Synopsis: The story of Cinderella, only this time live action! … again.
Would you be able to sit through it?: It’s pretty boring, however, there is an insanely ridiculous amount of heaving cleavage. All of the women’s costumes look stunning, but 90% of them push their wearer’s breasts into the ionosphere. Even the Fairy Godmother is busting loose. And for the ladies, there are more bulges on display here than an entire shelf of canned peaches with botulism.
Any scary/violent parts?: Not really. The king doesn’t try to murder the grand duke with a sword in this one.
Anything that will screw up your kid’s head?: The tight pantaloons.
Any lessons to be learned?: Do your chores.
Recommended age: 5. It’s Cinderella, but the live action is generally harder to swallow for the younger tykes than animation.
Rent it, buy it or avoid it?: Rent.
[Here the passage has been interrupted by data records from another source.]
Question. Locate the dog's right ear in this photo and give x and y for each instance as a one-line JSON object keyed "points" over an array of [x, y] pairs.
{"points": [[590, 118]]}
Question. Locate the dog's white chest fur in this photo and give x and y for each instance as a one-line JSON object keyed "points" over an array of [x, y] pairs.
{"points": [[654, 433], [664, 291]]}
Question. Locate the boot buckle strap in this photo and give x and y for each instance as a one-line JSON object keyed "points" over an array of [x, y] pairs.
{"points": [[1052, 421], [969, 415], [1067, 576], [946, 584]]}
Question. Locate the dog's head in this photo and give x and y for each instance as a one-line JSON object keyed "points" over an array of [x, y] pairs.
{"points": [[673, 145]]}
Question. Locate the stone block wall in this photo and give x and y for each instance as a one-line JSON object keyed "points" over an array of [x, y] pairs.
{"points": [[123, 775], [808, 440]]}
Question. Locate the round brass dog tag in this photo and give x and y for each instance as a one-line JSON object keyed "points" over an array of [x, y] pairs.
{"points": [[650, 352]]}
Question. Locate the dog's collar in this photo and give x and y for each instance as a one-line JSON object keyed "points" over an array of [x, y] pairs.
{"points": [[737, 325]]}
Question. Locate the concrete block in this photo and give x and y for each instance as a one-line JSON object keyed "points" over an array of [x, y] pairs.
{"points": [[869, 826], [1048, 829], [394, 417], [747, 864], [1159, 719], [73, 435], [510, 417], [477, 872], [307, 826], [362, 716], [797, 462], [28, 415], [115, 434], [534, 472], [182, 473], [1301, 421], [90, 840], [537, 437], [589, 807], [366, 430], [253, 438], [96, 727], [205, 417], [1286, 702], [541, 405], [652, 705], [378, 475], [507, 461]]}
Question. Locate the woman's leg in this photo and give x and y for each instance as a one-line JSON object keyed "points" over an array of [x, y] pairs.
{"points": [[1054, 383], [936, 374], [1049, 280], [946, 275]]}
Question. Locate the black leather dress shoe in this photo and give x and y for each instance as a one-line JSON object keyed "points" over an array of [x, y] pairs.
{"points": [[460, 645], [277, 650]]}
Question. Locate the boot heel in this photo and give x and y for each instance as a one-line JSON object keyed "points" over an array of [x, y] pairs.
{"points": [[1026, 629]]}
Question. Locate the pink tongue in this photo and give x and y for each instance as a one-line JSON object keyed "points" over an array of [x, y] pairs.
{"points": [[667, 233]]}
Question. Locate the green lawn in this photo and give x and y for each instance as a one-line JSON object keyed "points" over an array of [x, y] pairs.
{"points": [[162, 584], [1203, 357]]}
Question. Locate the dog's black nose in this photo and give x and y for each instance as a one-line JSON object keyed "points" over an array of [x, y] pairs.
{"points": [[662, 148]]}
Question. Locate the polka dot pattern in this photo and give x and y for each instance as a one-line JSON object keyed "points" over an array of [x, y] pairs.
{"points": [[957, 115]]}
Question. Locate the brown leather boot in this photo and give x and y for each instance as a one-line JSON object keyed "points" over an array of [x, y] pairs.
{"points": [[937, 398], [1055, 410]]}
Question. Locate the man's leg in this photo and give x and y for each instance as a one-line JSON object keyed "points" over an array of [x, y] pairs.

This is as pretty a movie you’ll ever see, and seems to have been created just so it can win an Oscar for Best Costume Design. And that’s the bottom line: much like the titular character, it’s beautiful, but has no real substance. I was really hoping that Cinderella would be a stronger, better role model this time around, and she is a little bit less of a helpless fawn to an extent, but in the end she again just kind of resigns herself to her fate. Why doesn’t she just tell her stepmother to go piss up a rope and make her way to the castle, where the prince will undoubtedly recognize her? Instead, she just shuts down into a fugue state, and probably would have been locked in the attic for the rest of her days if the mice hadn’t opened a window so the prince could hear her singing that awful “Dilly Dilly” song.
Score: 5.5 breasts that come up to your chin (out of 10)
My Daughter’s Review: “Cinderella’s dress is beautiful! I liked the lizard guys.”